Though Simpson had abandoned the black community, for many represented the height of success for a black man. Simpson’s football prowess rocketed him to the wealth and power black men rarely see, especially a black man coming up from poverty and government housing. Simpson may have tried to erase his blackness, but for black people he was a role model and something to reach for. Even black people understood that Simpson’s acceptance by a white audience was responsible for his status. Simpson had made it despite being a black man in white America. When Simpson was arrested for the murders of Brown and Goldman, much of black America was ready to root for him.

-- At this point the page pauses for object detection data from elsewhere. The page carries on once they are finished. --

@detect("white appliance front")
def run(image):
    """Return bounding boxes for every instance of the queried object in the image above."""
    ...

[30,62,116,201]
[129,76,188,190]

With the “Dream Team” consisting of Johnny Cochran, Robert Shapiro, F. Lee Bailey and a few other high-powered attorneys at his side, the trial began in January 1995. Marcia Clark and Christopher Darden were the District Attorneys prosecuting the case and built a case on the evidence collected at the crime scene and Simpson’s estate. But it was not enough. The world watched as Cochran and the Dream Team presented a defense that alleged mishandling of evidence and mishandling of evidence by the prosecution’s star witness, Mark Fuhrman. A trial that should have been about the science quickly turned into one about race and the history injustice and racism by the LAPD against black people. Johnnie Cochran spent the next year reconstructing O.J.’s blackness and building him as a symbol of racial injustice. Even though Simpson had not concerned himself with being Black in America, Black people rallied around him when it appeared he was being railroaded by the LAPD. While race was not the only reason the prosecution lost its case, it was the most defining. In a poll by the L.A. Times, 65% of whites believed Simpson was guilty, but 77% of blacks believed he was innocent. In an interview for Edelman’s documentary, juror Carrie Bess asserts that Simpson’s acquittal was payback for the Rodney King beating and acquittal, but another juror denies this instead saying the prosecution lost the case because it was weak. But maybe it was a bit of both.
–– A. Latson
Edelman, Ezra. O.J.: Made in America.
Decker, Cathleen. “THE TIMES POLL: Most in County Disagree with Simpson Verdicts.” Los Angeles Times. 8 October 1995.